People who collect bottles are often drawn to them for their beauty and history, and also because they’re small and don’t take up as much space as some other collectibles.
At Holabird Western Americana’s four-day “Raise a Glass to Yesteryear” sale August 24-27, bidders were eager to acquire the bottles offered in Day 3’s auction. Collectors had more than 100 bottles to choose from, including the top lot: an aqua soda bottle, circa 1870-1890, from James Talbot, one of the pioneering soda water manufacturers in Nevada, that sold for $3,750. It’s considered one of the rarest and best looking Western aqua sodas.

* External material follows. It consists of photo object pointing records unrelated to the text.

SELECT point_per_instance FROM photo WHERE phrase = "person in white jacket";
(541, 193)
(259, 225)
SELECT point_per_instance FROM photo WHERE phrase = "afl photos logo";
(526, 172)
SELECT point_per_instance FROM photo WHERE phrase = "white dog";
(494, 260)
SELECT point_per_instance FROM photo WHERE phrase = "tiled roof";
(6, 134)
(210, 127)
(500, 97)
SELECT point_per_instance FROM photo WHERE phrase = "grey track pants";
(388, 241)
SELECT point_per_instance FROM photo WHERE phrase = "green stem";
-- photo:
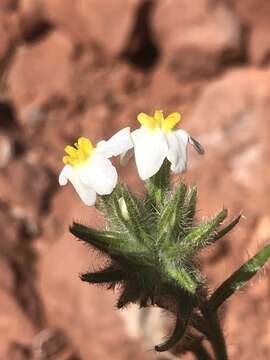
(216, 336)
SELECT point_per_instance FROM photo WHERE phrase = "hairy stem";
(215, 332)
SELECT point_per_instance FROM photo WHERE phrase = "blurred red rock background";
(87, 67)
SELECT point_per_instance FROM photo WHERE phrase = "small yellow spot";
(158, 122)
(79, 153)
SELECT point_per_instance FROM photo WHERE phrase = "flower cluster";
(90, 171)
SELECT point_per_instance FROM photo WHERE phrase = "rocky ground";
(87, 67)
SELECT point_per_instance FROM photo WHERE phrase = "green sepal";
(170, 217)
(137, 218)
(105, 241)
(158, 186)
(239, 278)
(200, 236)
(184, 279)
(189, 208)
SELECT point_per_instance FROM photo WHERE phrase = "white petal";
(116, 145)
(177, 153)
(99, 174)
(150, 151)
(126, 156)
(64, 175)
(197, 146)
(86, 193)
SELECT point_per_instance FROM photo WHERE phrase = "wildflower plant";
(152, 241)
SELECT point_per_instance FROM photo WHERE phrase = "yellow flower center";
(79, 153)
(158, 121)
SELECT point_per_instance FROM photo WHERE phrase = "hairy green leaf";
(158, 185)
(108, 275)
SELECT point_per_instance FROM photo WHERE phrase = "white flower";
(89, 169)
(156, 140)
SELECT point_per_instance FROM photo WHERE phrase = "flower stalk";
(153, 241)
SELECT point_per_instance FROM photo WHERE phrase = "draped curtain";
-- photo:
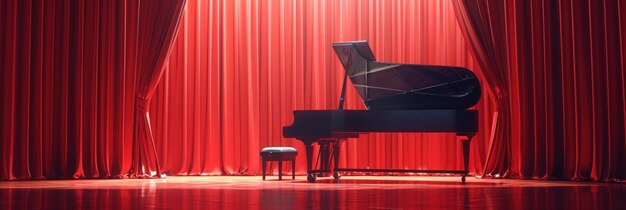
(68, 78)
(239, 68)
(562, 64)
(156, 28)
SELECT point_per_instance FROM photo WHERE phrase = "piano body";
(399, 98)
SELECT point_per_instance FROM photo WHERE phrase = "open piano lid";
(406, 86)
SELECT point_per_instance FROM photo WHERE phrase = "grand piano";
(398, 98)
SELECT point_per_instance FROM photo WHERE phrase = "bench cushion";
(278, 150)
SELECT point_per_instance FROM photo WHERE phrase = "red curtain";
(564, 63)
(156, 28)
(68, 85)
(239, 68)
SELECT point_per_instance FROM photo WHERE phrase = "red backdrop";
(238, 69)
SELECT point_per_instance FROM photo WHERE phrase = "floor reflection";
(347, 194)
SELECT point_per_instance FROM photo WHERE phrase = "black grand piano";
(399, 98)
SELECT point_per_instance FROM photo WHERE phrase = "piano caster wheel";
(336, 175)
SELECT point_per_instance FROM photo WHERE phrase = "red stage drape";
(562, 64)
(71, 71)
(68, 83)
(156, 26)
(239, 68)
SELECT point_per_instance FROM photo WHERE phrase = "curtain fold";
(563, 63)
(156, 29)
(486, 32)
(239, 68)
(67, 73)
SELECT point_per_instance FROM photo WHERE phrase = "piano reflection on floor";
(399, 98)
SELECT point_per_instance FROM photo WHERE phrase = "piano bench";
(279, 154)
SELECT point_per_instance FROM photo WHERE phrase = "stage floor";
(351, 192)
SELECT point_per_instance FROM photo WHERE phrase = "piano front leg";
(466, 144)
(310, 176)
(336, 150)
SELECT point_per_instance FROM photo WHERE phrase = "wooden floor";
(351, 192)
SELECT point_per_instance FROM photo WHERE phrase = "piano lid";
(405, 86)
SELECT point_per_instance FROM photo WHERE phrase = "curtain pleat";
(238, 69)
(566, 76)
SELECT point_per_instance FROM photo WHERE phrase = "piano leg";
(336, 150)
(310, 176)
(466, 144)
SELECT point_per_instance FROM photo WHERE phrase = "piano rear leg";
(310, 176)
(466, 144)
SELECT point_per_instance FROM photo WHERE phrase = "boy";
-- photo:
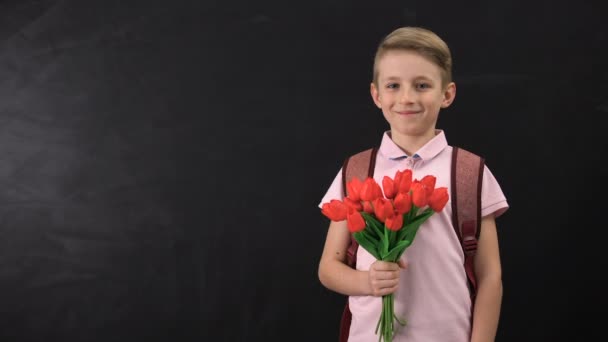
(412, 81)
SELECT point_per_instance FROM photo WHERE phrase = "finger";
(386, 275)
(385, 266)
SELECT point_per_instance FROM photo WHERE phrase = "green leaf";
(366, 243)
(385, 242)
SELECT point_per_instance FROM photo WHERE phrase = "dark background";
(161, 163)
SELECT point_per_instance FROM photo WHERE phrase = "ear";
(448, 95)
(375, 95)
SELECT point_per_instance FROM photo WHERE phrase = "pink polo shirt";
(433, 295)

Soda bottles, created to hold soda water, date back to the late 1600s. In 1832, the first carbonated water was introduced, and bottles were designed to withstand the pressure of the carbonated beverage.

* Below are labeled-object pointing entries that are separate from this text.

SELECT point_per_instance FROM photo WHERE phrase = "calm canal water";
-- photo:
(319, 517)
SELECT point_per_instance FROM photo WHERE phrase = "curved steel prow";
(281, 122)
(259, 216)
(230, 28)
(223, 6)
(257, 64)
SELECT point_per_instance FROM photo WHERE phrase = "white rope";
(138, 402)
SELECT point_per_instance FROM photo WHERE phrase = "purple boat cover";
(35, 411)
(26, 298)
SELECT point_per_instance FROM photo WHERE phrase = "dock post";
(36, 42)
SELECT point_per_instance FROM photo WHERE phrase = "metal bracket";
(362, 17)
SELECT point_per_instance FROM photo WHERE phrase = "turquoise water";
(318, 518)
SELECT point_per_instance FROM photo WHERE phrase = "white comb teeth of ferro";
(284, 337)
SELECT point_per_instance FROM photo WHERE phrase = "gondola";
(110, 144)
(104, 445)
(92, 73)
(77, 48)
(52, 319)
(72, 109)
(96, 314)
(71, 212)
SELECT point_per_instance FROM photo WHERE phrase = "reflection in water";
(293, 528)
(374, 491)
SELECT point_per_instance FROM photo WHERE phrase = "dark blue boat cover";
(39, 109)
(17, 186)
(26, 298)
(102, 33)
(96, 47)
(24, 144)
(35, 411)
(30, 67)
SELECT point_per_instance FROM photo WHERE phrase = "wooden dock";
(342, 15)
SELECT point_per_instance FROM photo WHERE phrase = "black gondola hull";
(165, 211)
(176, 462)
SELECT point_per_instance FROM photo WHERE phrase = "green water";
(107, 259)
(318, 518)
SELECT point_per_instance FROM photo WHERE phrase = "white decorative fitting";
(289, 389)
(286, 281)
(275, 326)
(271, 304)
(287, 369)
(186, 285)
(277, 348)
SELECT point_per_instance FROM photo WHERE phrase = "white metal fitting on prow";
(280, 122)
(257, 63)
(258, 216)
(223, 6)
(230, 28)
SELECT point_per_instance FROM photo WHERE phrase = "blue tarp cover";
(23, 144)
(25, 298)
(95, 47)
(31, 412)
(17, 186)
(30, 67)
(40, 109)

Over 40 other soda bottles were offered in the sale, including a rare emerald green beauty, circa 1861 to 1867, by W.S. Wright that might be the only known whole emerald example that sold for $2,375; a trio of Indian Territory black embossed soda bottles consisting of an aqua sulphur Springs Bottling Works crown top, a Weleetka Bottling works clear/stained crowntop, and a Ravia Bottling Works Hutch, that may be a varnished clear to light aqua, that sold for $2,125; and an extremely rare aqua soda bottle, circa 1899 to 1906, by Elko Bottling Works that fetched $1,875.
Beer, liquor, wine and spirit bottles are also popular categories. Until the late 1800s, beer was sold in kegs and had to be consumed in a short time period before it would go bad. When the process of pasteurization was introduced in 1876, beer was bottled and sold along the railway system. Liquor was one of the first reasons bottles were used, starting in the early 16th century, and there are a significant number of different designs and styles made throughout the years. The most collectible liquor and spirits bottles are those made before 1919 when Prohibition started.

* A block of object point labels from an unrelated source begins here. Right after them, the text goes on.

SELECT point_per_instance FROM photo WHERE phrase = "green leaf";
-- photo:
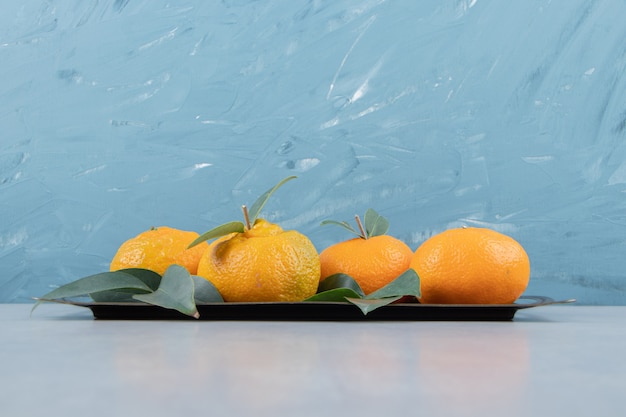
(408, 283)
(219, 231)
(369, 305)
(176, 292)
(205, 291)
(336, 294)
(345, 225)
(96, 283)
(375, 224)
(340, 281)
(148, 277)
(258, 205)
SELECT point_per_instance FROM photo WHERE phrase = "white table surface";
(550, 361)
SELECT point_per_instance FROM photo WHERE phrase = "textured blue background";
(116, 116)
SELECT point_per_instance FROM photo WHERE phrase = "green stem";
(358, 222)
(246, 217)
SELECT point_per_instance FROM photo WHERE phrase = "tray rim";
(317, 311)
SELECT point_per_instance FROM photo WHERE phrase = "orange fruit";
(263, 263)
(471, 266)
(159, 248)
(373, 262)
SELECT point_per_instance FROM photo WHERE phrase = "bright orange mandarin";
(372, 262)
(471, 266)
(263, 263)
(159, 248)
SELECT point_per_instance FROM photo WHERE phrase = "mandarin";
(159, 248)
(471, 266)
(262, 263)
(373, 262)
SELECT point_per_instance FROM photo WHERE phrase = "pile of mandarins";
(263, 262)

Among the beer and liquor bottles collectors clamored for in the Holabird sale were a lot of six different aqua and clear Anchor Steam beer bottles, including five from the Oklahoma Territory, that sold for $2,000, double the high estimate of $1,000; a trio of rare Quaker City gilt monogram whiskey bottles, including a bar back bottle and two decanters, circa 1890 to 1910, from Sam Barets Importing Co., Denver, Colorado, that sold for $1,188; and a rare amber tooled top fifth Wm. Provis/Fine Liquors/Grass Valley bottle that brought $938, more than double its high estimate of $400.
Other top sellers in the auction included a rare clear pocket flask bottle with a metal screw cap, circa 1905, from Washington Bar that fetched $3,375; a collection of nine Oklahoma-embossed milk bottles that brought $3,250, thousands more than the high estimate of $200; and a trio of clear Colorado seltzer bottles that sold for $2,125, also soaring above the high estimate of $600.